Time Series Analysis Recap

Week 9 | Lesson 5.1

STUDENT PRE-WORK

  • Complete all relevant lessons and labs from earlier in the week

INSTRUCTOR PREP

Before this lesson, instructors will need to:

  • Review all previous lessons and labs from the week and identify areas of confusion or opportunities for further knowledge sharing
  • Prepare extra graphs (ACF, PACF, Time Series, etc.) to quiz your students and discuss further details about Time Series Analysis
  • Add talking points to the Topic Recap section based on this information
  • Provide students with additional resources to continue their self-learning in these subjects

LESSON GUIDE

TIMING TYPE TOPIC
5 min Opening Intro to Recap
5 min Exercise Review
10 min Topic Github For Teams
10 min Topic Pandas and Time Series Analysis
10 min Topic Autocorrelation
10 min Topic Stationarity
10 min Topic ARIMA Model
20 min Case Study Case Study
5 min Conclustion Summary

Instructor's Note: Before this lesson, go ahead and add talking points to each section as you find needed. You will know best which areas your students stumbled, and what lessons can be learned from the trials and tribulations of this week.

Opening (5 mins)

This week we have covered quite a bit of ground. From Github Team Workflows, to various different Time Series Analysis techniques, to working on a group project with a real world data set.

This lesson will be a recapitulation of the topics covered this week. We will discuss major takeaways from each lesson, lab, and exercise. This is your chance to fill in any holes in the learnings we've covered and to ask questions which will help guide your own self-learning of these concepts.

The concepts covered this week take most professionals many years to master. At this point you should have a general idea of the fundamentals of each, but don't feel as though you should know everything about them. Being exposed to these skills should help you see more about what the day-to-day for a Data Scientist looks like- Too much data, and not enough time!

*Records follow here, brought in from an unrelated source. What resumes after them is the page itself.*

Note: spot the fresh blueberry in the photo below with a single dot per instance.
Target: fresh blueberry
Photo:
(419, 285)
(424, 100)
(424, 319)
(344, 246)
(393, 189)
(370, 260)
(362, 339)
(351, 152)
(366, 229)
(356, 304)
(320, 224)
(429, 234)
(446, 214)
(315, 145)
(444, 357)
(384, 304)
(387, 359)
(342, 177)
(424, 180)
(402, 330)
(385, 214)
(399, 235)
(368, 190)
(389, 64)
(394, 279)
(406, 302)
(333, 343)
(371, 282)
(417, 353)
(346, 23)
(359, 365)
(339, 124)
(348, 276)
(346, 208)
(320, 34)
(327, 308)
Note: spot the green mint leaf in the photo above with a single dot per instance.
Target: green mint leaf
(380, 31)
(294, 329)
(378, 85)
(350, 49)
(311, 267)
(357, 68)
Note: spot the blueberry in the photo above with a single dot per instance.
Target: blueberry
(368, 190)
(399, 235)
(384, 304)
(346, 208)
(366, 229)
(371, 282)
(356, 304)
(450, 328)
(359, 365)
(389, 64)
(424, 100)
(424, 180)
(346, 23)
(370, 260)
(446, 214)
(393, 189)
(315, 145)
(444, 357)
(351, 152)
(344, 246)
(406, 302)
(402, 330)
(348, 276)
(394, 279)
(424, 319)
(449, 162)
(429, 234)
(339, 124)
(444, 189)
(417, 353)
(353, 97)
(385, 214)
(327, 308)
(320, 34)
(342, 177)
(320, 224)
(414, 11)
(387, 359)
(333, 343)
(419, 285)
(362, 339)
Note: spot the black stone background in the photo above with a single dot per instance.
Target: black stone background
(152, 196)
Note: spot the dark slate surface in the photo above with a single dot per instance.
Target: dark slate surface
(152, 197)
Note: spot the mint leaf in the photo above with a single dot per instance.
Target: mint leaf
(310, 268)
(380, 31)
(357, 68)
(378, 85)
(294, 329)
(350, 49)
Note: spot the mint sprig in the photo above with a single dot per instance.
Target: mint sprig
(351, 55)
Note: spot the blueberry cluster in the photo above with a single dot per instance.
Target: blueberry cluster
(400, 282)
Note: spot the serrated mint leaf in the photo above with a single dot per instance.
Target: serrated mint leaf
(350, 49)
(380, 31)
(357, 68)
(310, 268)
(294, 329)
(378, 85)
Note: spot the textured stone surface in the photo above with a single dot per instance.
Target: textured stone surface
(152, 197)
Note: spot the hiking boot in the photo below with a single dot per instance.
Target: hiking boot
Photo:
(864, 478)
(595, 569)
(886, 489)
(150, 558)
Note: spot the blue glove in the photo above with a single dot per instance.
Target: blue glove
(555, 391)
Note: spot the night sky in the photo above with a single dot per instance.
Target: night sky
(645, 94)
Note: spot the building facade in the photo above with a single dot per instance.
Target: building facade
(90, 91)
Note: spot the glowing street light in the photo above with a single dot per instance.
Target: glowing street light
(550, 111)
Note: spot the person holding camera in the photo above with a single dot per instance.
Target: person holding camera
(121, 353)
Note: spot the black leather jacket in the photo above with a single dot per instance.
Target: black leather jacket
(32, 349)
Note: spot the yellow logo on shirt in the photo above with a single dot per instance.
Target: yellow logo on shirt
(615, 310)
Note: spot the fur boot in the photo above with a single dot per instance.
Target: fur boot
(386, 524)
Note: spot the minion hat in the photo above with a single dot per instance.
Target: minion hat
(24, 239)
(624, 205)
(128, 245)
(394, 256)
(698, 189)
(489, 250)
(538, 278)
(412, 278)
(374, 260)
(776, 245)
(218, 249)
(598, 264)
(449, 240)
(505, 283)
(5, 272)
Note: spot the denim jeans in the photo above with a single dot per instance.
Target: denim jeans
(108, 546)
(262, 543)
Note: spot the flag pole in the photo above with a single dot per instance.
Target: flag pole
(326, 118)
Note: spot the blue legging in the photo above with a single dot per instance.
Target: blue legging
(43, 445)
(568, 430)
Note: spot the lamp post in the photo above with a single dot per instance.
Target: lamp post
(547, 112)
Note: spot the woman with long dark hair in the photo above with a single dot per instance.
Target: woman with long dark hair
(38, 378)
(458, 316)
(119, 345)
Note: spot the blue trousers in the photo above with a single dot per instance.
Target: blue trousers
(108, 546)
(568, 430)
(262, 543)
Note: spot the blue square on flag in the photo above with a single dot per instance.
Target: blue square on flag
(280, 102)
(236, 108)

We're going to quickly recap the past 5 days by focusing on a few talking points per subject. This is less of a lecture and more of a conversation, so feel free to ask questions that might help guide the discussion.

Exercise: Review (5 mins)

Before this lesson, please take 5 minutes to review your notes from the past week and identify areas in which you either did not quite understand the material, or areas in which you would like to further your knowledge.

Be sure to note at least one question or conversation point per topic for the following:

  • Github for Teams
  • Pandas and Time Series Analysis
  • Autocorrelation
  • Stationarity
  • The ARIMA Model
  • The SARIMA Model

Introduction: Recap Conversation

Topic: Github For Teams (10 mins)

Let's start with the Github For Teams lesson and lab. We laid out a few different workflows, and simulated them within our groups. Here are a few prompts to start the discussion:

  1. Which of the workflows did everyone prefer?

Is there one that seems most popular, or does everyone have their preference?

  1. As you've worked together with partners on labs and the Kaggle data set, have you come across any stumbling blocks that stunted the Project Management process?
  2. How was the labor divided amongst your group? Was this a difficult division, or did it work out well?
  3. Has anyone had the chance to research other source control utilities? If so, what did you find?

Take this time to briefly discuss SVN, and any other source control utility you have used. The takeaway should be that there are multiple different approaches, each with their own pros and cons for each team.

Topic: Pandas and Time Series Analysis (10 mins)

Instructor Note: This section should be brief, but try to focus on areas in which students struggled with these tools/concepts. Feel free to gloss over if there weren't any issues. It might be a good idea to pull up a python REPL and demonstrate these skills.

We've spent a lot of time loading TS data into Pandas. Recall that Pandas has built in capabilities for handling indexes that hinge on time sensitive data. Let's discuss some of the intricacies.

  1. What tools has everyone found useful for working with Time indexes?
  2. Do you feel confident in your ability to pivot, stack, and mutate data based on DateTime object indexes? What areas do you struggle with and what can you do to improve these skills?
  3. What techniques do you think would be important as our data scales? (i.e. windowing, chunking, etc.)

Topic: Time Series Analysis - Autocorrelation (10 mins)

  1. What is Autocorrelation, and what is it used for?
  2. Let's recall the formula for Autocorrelation. Can anyone write it on the board? Let's discuss the terms, and what they mean.
  3. What are some of the necessary data transformations you may need to perform to assist in computing Autocorrelation?
  4. Let's discuss the various expanding and windowing functions available in Python. Who can name a few, and when should they be used?
  5. What is the ACF graph, and how do we read it?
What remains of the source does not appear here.